Die Europäische Union geht aus schwierigen Zeiten gestärkt hervor. Dramen wie jenes um Griechenland sind ein Motor für die tiefere Integration. So viel zur Theorie, die derzeit auch medial strapaziert wird. In der Praxis steht wenigen Akteuren der Sinn danach, an den Rädern im Gefüge der EU zu drehen. Schon gar nicht in Richtung mehr Integration.
Pläne dafür lägen bereit, etwa in Form des Fünf-Präsidenten-Berichts. Das Papier stammt von den Präsidenten der EU-Kommission, der Europäischen Zentralbank (EZB), des Europäischen Rates, der Eurogruppe und des EU-Parlaments. Es skizziert eine Zukunftsvision für die Wirtschafts- und Währungsunion, an deren Ende eine gemeinsame Eurosteuer und ein Finanzminister für die Eurozone stehen.

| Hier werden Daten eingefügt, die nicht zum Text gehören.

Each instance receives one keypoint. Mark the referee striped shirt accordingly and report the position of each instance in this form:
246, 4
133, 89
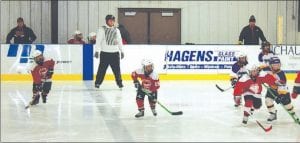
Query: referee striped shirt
109, 39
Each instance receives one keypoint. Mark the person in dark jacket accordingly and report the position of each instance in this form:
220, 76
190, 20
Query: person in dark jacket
124, 34
251, 33
20, 34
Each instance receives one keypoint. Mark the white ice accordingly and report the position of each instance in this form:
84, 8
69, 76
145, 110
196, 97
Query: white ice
76, 112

Überraschend sympathisierte der deutsche Finanzminister Wolfgang Schäuble mit dieser Idee. Wie ernsthaft, ist eine andere Frage. Derzeit lässt sich leicht reden, die Umsetzung liegt nämlich in weiter Ferne. An welcher Stelle im Gefüge der Institutionen ein Eurofinanzminister eingesetzt würde, bleibt vage. Die Schlussbemerkung der Staats- und Regierungschefs zum Fünf-Präsidenten-Bericht spricht überhaupt Bände: zur Kenntnis genommen.

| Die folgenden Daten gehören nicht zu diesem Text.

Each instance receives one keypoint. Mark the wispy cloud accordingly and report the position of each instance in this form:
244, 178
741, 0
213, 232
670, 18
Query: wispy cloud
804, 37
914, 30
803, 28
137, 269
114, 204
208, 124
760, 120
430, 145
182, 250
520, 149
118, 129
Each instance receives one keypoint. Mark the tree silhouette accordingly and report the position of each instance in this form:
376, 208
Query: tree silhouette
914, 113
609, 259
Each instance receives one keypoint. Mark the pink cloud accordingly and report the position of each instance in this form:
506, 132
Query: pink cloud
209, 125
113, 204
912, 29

Alles andere wäre verwunderlich. Die Aussicht, Kompetenz welcher Art auch immer nach Brüssel abzugeben, stößt in den EU-Ländern erfahrungsgemäß nicht auf Gegenliebe. Dem wird eine andere Idee von Schäuble gerecht, die in der vorigen Woche kursierte: Er wolle die Kommission "entmachten", schrieb die "Frankfurter Allgemeine Zeitung". Das dementierte das deutsche Finanzministerium zwar, die Substanz hinter der Schlagzeile aber nicht. Schäuble will die Rolle der Kommission prüfen. Als "Hüterin der Verträge" wacht sie über die Einhaltung der Gesetze in der EU, etwa beim Wettbewerbsrecht oder beim Binnenmarkt. Laut FAZ-Bericht stellt Schäuble in Zweifel, ob diese Rolle mit Jean-Claude Junckers Anspruch vereinbar ist, eine politischere Kommission zu führen. Beide Bereiche müssten in Balance sein, heißt es im deutschen Finanzministerium. Dazu könnte der Kommission die Rechtsaufsicht entzogen und diese in ein unabhängiges Institut ausgelagert werden.

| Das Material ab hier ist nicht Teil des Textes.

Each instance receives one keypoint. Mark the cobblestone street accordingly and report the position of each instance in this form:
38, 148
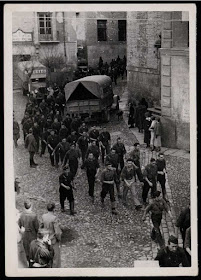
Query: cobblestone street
93, 237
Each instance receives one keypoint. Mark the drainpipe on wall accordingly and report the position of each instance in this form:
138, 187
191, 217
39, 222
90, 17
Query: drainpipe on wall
64, 36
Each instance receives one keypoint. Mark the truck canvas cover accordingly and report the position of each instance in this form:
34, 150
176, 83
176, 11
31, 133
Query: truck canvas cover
39, 70
94, 85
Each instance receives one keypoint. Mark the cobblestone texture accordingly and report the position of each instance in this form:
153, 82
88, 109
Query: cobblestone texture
93, 237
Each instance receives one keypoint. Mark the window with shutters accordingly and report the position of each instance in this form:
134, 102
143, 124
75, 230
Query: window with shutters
45, 26
102, 30
122, 30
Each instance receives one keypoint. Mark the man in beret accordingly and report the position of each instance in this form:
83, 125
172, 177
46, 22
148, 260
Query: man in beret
108, 178
172, 255
30, 143
51, 223
157, 207
66, 189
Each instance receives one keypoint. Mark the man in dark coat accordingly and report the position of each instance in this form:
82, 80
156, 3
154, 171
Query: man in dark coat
94, 134
94, 149
66, 189
184, 222
108, 179
83, 143
104, 139
28, 219
92, 168
44, 136
30, 143
147, 133
72, 138
150, 179
63, 132
72, 157
16, 132
52, 142
67, 121
161, 166
56, 126
135, 156
27, 124
41, 251
51, 223
121, 151
62, 148
157, 207
36, 134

Eine Weiterentwicklung, die allerdings nicht zu mehr Integration führt. Darauf laufen auch andere Debatten hinaus. Großbritannien etwa hätte am liebsten einen starken, gemeinsamen Wirtschaftsraum mit einer möglichst losen Politischen Union. Für die Eurozone hat hingegen die Griechenland-Krise erneut gezeigt, dass eine Währungsunion ohne gemeinsame Wirtschaftspolitik hinkt. Aber auch hier ist es wie in der Gruppentherapie: Über Probleme reden ist ein Anfang, lösen kann sie aber nur eine Verhaltensänderung im (politischen) Alltag.